In the United Kingdom, any dog that poses a serious threat to public safety can be euthanized, and their owners can face imprisonment for up to 14 years, along with a lifelong ban on owning dogs. However, the alarming surge in fatalities and other dog attacks necessitates more decisive action, particularly targeting the American XL bully. Regrettably, the number of fatal and severe dog attacks has witnessed a significant rise this year, with the American XL bully being disproportionately involved in these incidents.

An American XL Bully Dog

Consequently, the UK government has recognized the urgency to update the existing list of banned dogs to include the American XL bully. These dogs seem to be regarded by some as status symbols, prized for their aggressive temperament. The Defra Press Office firmly asserts that such behavior will no longer be tolerated.

According to the office, this matter has been under consideration for some time. However, implementing this change within the confines of the law is not as straightforward as it may seem, primarily due to the fact that the XL Bully is not officially recognized as a breed in the UK. Officials are diligently collaborating with experts to promptly establish a formal definition of the American XL bully and its distinguishing characteristics.

This will enable its inclusion in the list of four breeds already banned by the Dangerous Dogs Act, which currently comprises the Pit Bull Terrier, Japanese Tosa, Dogo Argentino, and Fila Brasileiro.

Campaigners, including the mother of 10-year-old Jack Lis who tragically lost his life to an XL bully in 2021, have been fervently advocating for a ban on this breed. The urgency of their plea was further amplified when a distressing video surfaced, capturing an XL bully cross-breed breaking free from its collar on a street in Birmingham last weekend, The Guardian reported. This unleashed dog proceeded to attack innocent individuals, including an 11-year-old girl who suffered bites to her arm and shoulder.

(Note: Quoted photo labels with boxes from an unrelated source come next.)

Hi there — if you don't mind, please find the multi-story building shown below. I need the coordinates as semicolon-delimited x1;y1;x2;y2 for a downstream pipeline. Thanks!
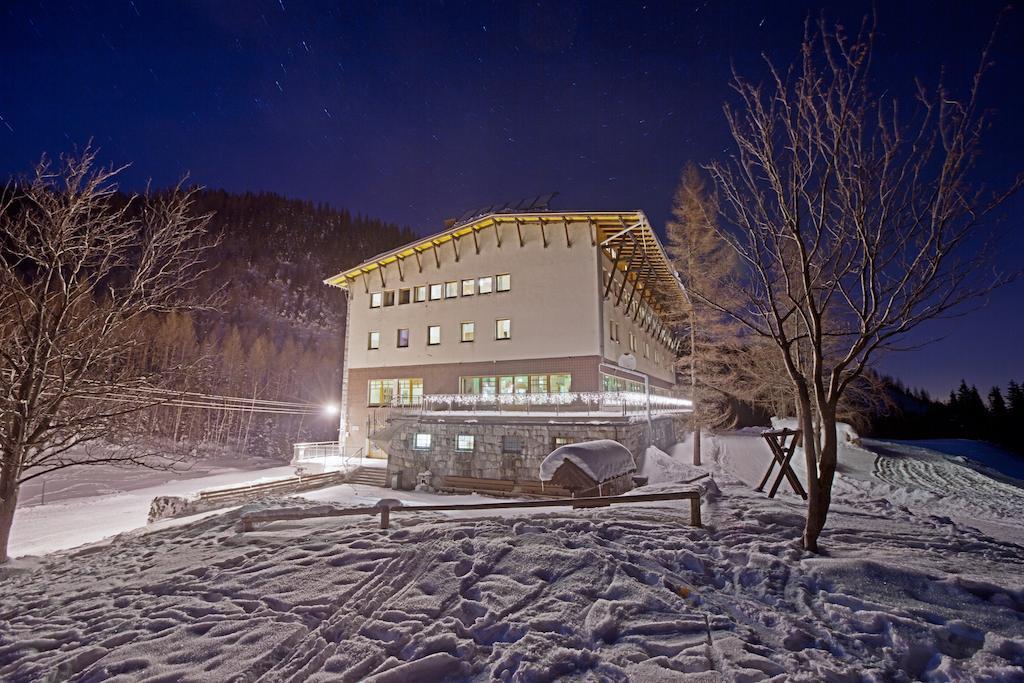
326;211;688;485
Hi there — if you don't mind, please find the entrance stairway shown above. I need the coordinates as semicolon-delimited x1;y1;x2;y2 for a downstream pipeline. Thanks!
346;467;387;488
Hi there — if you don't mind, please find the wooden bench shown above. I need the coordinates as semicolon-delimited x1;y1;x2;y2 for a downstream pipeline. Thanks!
239;488;703;531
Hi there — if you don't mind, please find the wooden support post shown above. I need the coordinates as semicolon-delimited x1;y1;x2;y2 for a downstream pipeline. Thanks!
604;249;623;299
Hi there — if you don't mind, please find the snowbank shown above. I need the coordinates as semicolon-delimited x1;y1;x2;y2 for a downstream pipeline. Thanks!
540;438;637;483
0;484;1024;682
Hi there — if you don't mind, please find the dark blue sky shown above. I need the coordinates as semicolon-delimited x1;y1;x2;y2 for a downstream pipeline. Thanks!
0;0;1024;392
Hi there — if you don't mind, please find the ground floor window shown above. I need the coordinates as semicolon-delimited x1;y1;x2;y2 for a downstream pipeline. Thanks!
459;373;572;396
601;375;643;393
367;377;423;408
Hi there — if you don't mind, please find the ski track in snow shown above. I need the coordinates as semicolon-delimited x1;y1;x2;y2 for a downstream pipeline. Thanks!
0;485;1024;682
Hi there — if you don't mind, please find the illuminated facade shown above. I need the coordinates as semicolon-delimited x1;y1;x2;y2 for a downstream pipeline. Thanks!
326;211;687;479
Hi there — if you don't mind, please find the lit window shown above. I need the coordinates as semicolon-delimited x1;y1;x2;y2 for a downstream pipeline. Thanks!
548;373;572;393
367;380;394;408
397;378;423;405
502;434;522;456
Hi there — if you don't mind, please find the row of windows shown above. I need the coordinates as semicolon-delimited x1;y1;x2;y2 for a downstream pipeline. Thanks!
367;317;512;351
459;373;572;396
370;272;512;308
412;432;571;456
367;377;423;408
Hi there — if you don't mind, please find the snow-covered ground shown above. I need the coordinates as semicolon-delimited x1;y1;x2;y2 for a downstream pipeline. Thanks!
8;459;295;557
0;433;1024;682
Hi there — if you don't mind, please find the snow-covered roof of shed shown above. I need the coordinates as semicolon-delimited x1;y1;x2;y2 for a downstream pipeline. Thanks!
541;438;637;483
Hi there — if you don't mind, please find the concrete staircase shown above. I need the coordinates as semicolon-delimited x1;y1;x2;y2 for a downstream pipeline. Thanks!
346;467;387;488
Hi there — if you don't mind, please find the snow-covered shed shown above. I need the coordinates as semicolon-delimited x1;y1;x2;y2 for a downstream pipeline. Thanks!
540;438;637;498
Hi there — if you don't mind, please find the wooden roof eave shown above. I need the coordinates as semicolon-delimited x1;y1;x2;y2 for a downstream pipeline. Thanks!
324;211;646;288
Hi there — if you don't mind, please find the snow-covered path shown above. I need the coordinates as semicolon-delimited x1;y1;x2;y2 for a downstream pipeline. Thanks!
0;433;1024;682
0;484;1024;681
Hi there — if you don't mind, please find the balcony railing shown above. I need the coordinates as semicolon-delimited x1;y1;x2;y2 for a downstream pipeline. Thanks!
378;391;693;416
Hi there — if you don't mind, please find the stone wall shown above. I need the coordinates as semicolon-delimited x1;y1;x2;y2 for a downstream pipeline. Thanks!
386;417;681;489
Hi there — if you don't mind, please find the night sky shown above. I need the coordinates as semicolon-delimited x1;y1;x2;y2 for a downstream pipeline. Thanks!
0;0;1024;394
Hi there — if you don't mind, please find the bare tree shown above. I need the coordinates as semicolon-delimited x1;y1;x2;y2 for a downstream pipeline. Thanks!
693;14;1022;551
0;150;209;562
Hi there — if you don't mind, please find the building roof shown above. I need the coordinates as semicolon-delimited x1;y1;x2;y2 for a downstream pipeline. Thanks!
324;211;689;313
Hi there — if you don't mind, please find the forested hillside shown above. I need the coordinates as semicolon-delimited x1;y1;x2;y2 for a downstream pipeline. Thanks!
141;190;413;456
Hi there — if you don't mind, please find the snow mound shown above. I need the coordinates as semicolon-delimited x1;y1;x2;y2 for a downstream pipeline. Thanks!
637;445;708;484
540;438;637;482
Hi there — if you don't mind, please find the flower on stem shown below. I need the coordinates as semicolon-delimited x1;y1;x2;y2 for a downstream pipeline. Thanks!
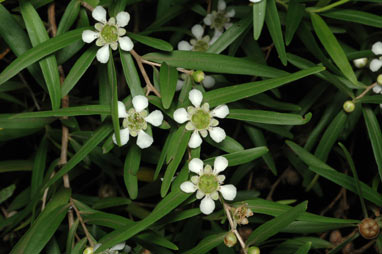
203;0;235;37
174;89;229;148
113;95;163;149
82;6;134;63
180;156;236;215
370;41;382;72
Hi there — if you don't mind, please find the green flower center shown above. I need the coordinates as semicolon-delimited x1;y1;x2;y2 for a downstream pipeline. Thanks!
198;174;219;194
101;25;118;43
191;109;211;130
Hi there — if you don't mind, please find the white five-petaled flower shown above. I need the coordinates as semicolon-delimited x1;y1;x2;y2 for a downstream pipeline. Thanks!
178;24;218;52
82;6;134;63
113;95;163;149
180;156;236;214
203;0;235;37
370;41;382;72
174;89;229;148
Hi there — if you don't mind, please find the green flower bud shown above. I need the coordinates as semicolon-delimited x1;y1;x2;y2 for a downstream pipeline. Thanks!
192;71;204;83
224;231;237;248
343;101;355;113
247;246;260;254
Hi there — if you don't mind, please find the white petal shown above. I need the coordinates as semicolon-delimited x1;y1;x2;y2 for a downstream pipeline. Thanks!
113;128;130;146
145;110;163;127
212;105;229;118
202;75;215;88
173;108;189;124
209;127;226;143
180;181;196;193
92;6;106;23
137;130;154;149
118;36;134;51
117;11;130;27
188;158;203;175
373;85;382;93
97;44;110;63
214;156;228;175
110;243;126;250
371;41;382;55
218;0;227;11
191;24;204;40
118;101;127;118
200;196;215;215
188;131;202;148
370;59;382;72
203;14;212;26
82;30;99;43
219;184;237;200
133;95;149;112
178;41;192;51
175;79;184;91
188;89;203;107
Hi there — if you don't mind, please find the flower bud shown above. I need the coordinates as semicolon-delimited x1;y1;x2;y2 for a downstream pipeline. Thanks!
247;246;260;254
343;101;355;113
224;231;237;248
192;71;204;83
358;218;379;239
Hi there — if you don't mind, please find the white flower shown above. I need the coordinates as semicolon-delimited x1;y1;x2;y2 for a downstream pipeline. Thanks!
174;89;229;148
370;41;382;72
203;0;235;33
113;95;163;149
83;243;131;254
82;6;134;63
180;156;236;214
178;24;218;52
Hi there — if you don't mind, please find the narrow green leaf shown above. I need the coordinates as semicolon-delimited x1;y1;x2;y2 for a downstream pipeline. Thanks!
247;201;308;245
265;0;287;65
310;13;357;84
252;1;267;41
227;109;312;125
61;46;98;97
206;16;252;54
159;62;178;109
362;107;382;184
127;32;173;51
204;67;325;107
143;50;287;78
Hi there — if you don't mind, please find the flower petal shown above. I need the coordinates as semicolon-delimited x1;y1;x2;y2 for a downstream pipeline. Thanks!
180;181;196;193
112;128;130;146
133;95;149;112
191;24;204;40
82;30;99;43
370;59;382;72
97;45;110;63
202;75;215;88
137;130;154;149
200;196;215;215
212;104;229;118
178;41;192;51
213;156;228;175
188;131;202;148
209;127;226;143
371;41;382;55
118;36;134;51
92;6;106;23
219;184;237;200
145;110;163;127
188;89;203;107
173;108;189;124
118;101;127;118
188;158;203;175
116;11;130;27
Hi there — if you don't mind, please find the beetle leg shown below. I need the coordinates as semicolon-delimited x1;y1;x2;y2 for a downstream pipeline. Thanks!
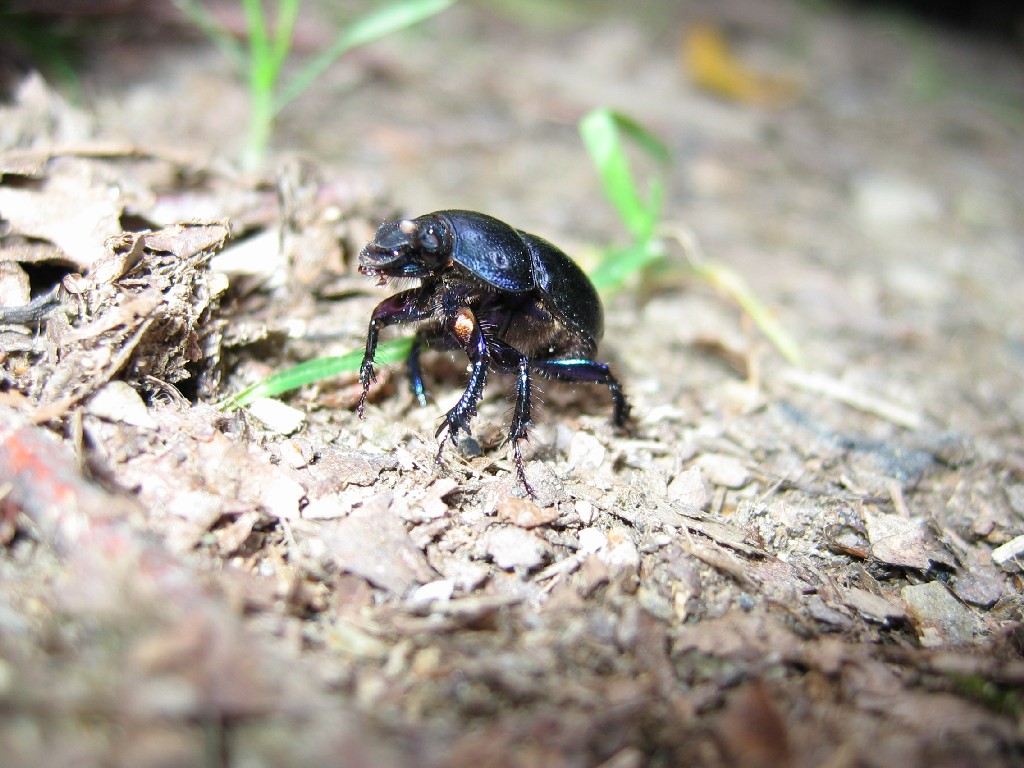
407;333;427;407
355;289;430;418
490;341;534;496
529;357;630;427
435;307;490;448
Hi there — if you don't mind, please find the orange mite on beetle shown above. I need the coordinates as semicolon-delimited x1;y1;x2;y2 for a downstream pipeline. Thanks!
357;210;630;493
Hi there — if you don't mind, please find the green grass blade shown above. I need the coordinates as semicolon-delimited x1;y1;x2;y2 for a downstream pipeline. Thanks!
171;0;246;72
580;109;670;241
590;240;665;293
223;336;413;411
270;0;299;74
274;0;456;112
666;226;804;368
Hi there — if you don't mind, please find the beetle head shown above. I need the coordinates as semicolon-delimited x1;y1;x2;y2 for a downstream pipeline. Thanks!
359;215;452;278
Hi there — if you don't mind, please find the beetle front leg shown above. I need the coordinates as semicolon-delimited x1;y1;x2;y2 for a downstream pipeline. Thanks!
435;307;490;456
355;289;430;419
406;333;427;408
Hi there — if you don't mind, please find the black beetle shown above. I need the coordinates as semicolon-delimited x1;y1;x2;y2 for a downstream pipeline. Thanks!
357;210;630;492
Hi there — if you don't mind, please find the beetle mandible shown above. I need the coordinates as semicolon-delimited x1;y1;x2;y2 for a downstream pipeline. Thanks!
356;210;630;493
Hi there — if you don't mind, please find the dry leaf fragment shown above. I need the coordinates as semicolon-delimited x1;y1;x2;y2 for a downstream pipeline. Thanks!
682;24;800;106
318;493;437;595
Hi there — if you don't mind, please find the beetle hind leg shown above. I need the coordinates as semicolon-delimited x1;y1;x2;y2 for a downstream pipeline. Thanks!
529;357;630;427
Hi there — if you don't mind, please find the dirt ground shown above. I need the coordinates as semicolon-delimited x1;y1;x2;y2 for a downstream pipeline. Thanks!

The gravity of this incident prompted Suella Braverman, the home secretary, to swiftly announce her intention to seek "urgent advice" regarding a potential ban. The subsequent public outcry reverberated throughout the nation, compelling British Prime Minister Rishi Sunak to address the issue. In a resolute statement last Friday, he unequivocally labeled American XL Bully dogs as a "menace to our communities" and unveiled plans to prohibit the breed.